The Problem

Background

Atrial fibrillation, or AFib, is an irregular heartbeat that can cause painful episodes, significantly impacting daily life, and leading to severe complications such as stroke, heart failure, and reduced overall well-being. Today, AFib already affects approximately 33 and a half million people worldwide. With our aging population, the number of cases is expected to double by 2050, placing even greater pressure on global healthcare systems. Many existing AFib solutions remain hard to interpret and difficult to use effectively, leaving both patients and clinicians uncertain about how to take meaningful, timely actions.

Problem Statement

We hope to create a product that can predict and monitor AFib episodes to help people catch episodes early, and bring them better health outcomes and more peace of mind.

Why It Matters

The market opportunity is equally compelling. The global AFib devices market is projected to expand from $4.6 billion in 2024 to over $13 billion by 2034, driven by breakthroughs in wearable technology and AI integration. Our solution meets an urgent clinical need and positions us at the forefront of a rapidly growing market, promising significant health benefits and strong commercial potential.

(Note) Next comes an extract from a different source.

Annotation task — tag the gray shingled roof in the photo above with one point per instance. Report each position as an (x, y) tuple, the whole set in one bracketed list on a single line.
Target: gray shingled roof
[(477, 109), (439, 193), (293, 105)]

  • According to a recent study conducted at UCSF, an estimated 10.5 million Americans have AFib: 3x more than previously thought
  • An estimated 13% of people with AFib are undiagnosed because they have asymptomatic episodes. A wearable that monitors for AFib episodes could get asymptomatic people to the doctor earlier, before things become more serious
  • In 2005, AFib hospitalizations in the United States incurred $6 billion in healthcare costs

Current Approaches and Limitations

Advancements in AFib detection and management have become increasingly important. From wearable technology to AI-driven models, new solutions are emerging to improve early diagnosis and intervention.

Consumer smartwatches, like those from Apple and Samsung, now integrate AFib detection using photoplethysmography, providing at-risk individuals with continuous heart monitoring.

Beyond wearables, Cardiac Monitoring and Electrophysiology Devices play a critical role. Implantable Cardiac Monitors offer long-term AFib tracking for sporadic episodes, while Holter Monitors provide short-term ECG monitoring in clinical settings. On the treatment side, Catheter Ablation Devices are a leading intervention, driving the electrophysiology market to over $3.2 billion in 2023. With higher success rates than drug therapies, these minimally invasive procedures are increasingly preferred.

AI is also transforming AFib detection. The Mayo Clinic’s convolutional neural network predicts new-onset AFib with an AUC of 0.87, while Philips’ Cardiologs AI model forecasts short-term risk using 24-hour Holter data. These advancements highlight AI’s potential in early intervention.

Our Approach

Our minimum viable product, an AFib Classification Dashboard, centers on two core elements: timestamped AFib data and an explainable, data-driven classification approach.

By recording the exact times of AFib episodes, our dashboard provides users with a clear picture of when events occur. This information is invaluable for personalizing lifestyle adjustments. When individuals can correlate an AFib episode with specific moments in their day—be it after exercise, during periods of high stress, or following a poor night’s sleep—they gain the insight needed to modify their behavior. This kind of targeted feedback can drive meaningful changes, reducing the frequency or severity of future episodes.

Rather than operating as a “black box,” our model highlights which parts of the ECG data most influence the classification of an episode. This transparency is crucial. For clinicians, it means a clearer understanding of the decision-making process behind each diagnosis, which enhances trust in the tool and fosters better integration into clinical practice. For patients, it demystifies the process. They’re not just told that an episode occurred—they can see the specific factors that contributed to that classification. This level of insight empowers users to take proactive steps in managing their heart health.

By combining precise, timestamped data with an explainable classification method, we enable timely interventions that can improve patient outcomes and reduce complications. This personalized approach not only benefits individuals but also supports clinicians in optimizing care.